The Serial Quitter

Are you are Serial Quitter? Do you start projects and not finish them? Do you come up with new ideas to solve problems, start building out the idea then quit midway through? Do you constantly change your major in college or start degree programs and stop when it gets hard? Do you start drafting plans, and make excuses to stop because of the challenges? Do you set goals that you are excited to start but don’t see it to the end? If you answered Yes to all or most of those questions, you might be a Serial Quitter.

Don’t think that I am shaming you if you happen to be a Serial Quitter because I’ve been one for most of my life so I can relate. Looking back I can’t tell you how many things I’ve talked myself out of doing that I really wanted to pursue.  I’ve talked myself out of business ideas, career paths, traveling adventures, etc., and I’ve finally reached a point where I was tired of it. I don’t mean to sound like a negative person because I have achieved a lot of great things in my life, but my standards have evolved over time and I expect bigger and better things from myself and so should you.

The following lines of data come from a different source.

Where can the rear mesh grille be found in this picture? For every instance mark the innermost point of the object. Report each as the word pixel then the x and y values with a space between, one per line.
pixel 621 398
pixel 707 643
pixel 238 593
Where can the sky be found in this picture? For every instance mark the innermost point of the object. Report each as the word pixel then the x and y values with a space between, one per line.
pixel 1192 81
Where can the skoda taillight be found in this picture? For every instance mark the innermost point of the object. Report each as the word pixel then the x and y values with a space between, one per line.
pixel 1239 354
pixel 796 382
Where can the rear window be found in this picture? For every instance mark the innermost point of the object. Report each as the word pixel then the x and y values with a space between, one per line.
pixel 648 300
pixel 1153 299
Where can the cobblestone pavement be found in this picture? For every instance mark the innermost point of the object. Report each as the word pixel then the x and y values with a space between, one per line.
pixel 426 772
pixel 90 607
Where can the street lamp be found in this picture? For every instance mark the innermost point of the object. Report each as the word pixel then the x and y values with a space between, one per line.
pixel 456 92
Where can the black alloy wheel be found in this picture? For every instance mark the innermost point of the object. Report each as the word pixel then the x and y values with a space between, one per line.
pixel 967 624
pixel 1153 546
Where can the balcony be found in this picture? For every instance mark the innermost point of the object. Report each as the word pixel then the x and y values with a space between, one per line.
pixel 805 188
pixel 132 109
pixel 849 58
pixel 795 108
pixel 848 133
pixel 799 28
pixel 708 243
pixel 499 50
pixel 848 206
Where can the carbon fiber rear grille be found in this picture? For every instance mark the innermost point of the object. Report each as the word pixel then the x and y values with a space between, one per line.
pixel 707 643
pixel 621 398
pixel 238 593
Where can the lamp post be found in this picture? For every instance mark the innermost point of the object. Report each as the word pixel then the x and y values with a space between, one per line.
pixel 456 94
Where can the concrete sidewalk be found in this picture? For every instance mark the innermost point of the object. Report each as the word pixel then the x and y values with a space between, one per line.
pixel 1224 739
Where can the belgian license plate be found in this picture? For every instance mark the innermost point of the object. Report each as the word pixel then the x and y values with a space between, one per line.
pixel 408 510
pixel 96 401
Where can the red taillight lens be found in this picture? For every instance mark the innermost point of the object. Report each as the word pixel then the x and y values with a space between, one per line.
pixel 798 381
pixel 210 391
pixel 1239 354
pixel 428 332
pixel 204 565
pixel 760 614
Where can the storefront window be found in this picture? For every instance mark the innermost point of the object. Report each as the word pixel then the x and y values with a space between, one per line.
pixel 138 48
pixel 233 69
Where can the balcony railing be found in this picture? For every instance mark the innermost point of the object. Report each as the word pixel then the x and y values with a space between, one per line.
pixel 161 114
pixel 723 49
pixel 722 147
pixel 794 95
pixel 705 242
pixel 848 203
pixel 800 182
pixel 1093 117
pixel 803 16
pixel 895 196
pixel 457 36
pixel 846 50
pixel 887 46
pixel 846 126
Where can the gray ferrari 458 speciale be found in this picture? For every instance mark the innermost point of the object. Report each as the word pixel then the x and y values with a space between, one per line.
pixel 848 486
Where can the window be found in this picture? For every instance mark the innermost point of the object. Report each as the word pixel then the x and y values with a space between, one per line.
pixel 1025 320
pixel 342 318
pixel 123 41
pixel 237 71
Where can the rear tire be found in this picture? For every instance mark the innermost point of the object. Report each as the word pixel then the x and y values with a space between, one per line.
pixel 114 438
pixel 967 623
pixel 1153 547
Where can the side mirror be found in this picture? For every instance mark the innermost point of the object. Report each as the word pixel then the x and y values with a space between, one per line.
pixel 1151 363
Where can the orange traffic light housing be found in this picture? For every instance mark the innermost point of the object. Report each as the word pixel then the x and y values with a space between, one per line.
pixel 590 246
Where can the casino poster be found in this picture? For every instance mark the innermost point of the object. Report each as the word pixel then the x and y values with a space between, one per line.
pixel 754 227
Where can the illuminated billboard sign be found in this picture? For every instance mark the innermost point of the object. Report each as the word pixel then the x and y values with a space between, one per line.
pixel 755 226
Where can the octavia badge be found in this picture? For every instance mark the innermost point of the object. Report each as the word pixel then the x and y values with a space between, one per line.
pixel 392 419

I remember taking a new job as a Program Manager at a large company about 5 years ago and I had some freedom to develop the role the way that I saw fit for the position. I was having a conversation with my new co-worker at the time to determine what my role should be, and I shared some ideas I had with him. About 5 minutes after sharing my thoughts, my co-worker looked at me and said, “Think Bigger”.  Why tell that boring story? That conversation with my co-worker lit a spark in me and I realized right then and there that I’ve been selling myself short not just in my career, but in my life in general. I allowed the mini successes in my professional career and in my spiritual studies fool me into thinking that I somehow “made it”, but I was still mediocre at best and that’s largely due to all of the quitting I’ve done in the past. I know that sounds harsh but I believe we are designed to accomplish far more in life than most of us actually do. It’s ok to celebrate your wins and briefly pat yourself on the back, but soon after you gotta (Yea, I wrote gotta, relax) move on and stay focused on your long-term vision and stick to what your start.

In order to reverse your Serial Quitter habits first start with thinking about and writing down the vision you have for your life professionally, personally and spiritually. It’s ok if this changes a bit as you learn more about yourself and have different life experiences, but you need a vision to keep your mind in check when you feel pressure to quit something that supports your goals. Secondly, you must actually BELIEVE that you can achieve and DESERVE the vision you wrote down. This is where self-esteem and self-worth come into play. Having a strong sense of self-worth will help you defeat doubt when those negative voices come into your mind. Lastly, Execute, Execute, Execute. Your vision will not become a reality if you don’t put in the hard work over the span of years or even decades. Set small goals, crush them, then move on to the next goal propelling yourself forward in the right direction.

Stop being a Serial Quitter and get to the finish line!

Author: Mike Free, CEO and Founder of Grind Over matter

One thought on “The Serial Quitter

  1. Great advise! I’ve always dragged my heels and came up with more excuses as to why I can’t verses how I can. I found it easier to help someone else with their goals verses my own but it could have been because I wasn’t necessarily responsible for them. Now that I have my own goals and have taken steps towards actually achieving them, I holding myself responsible and accountable to make progress. Thank you Mike Free!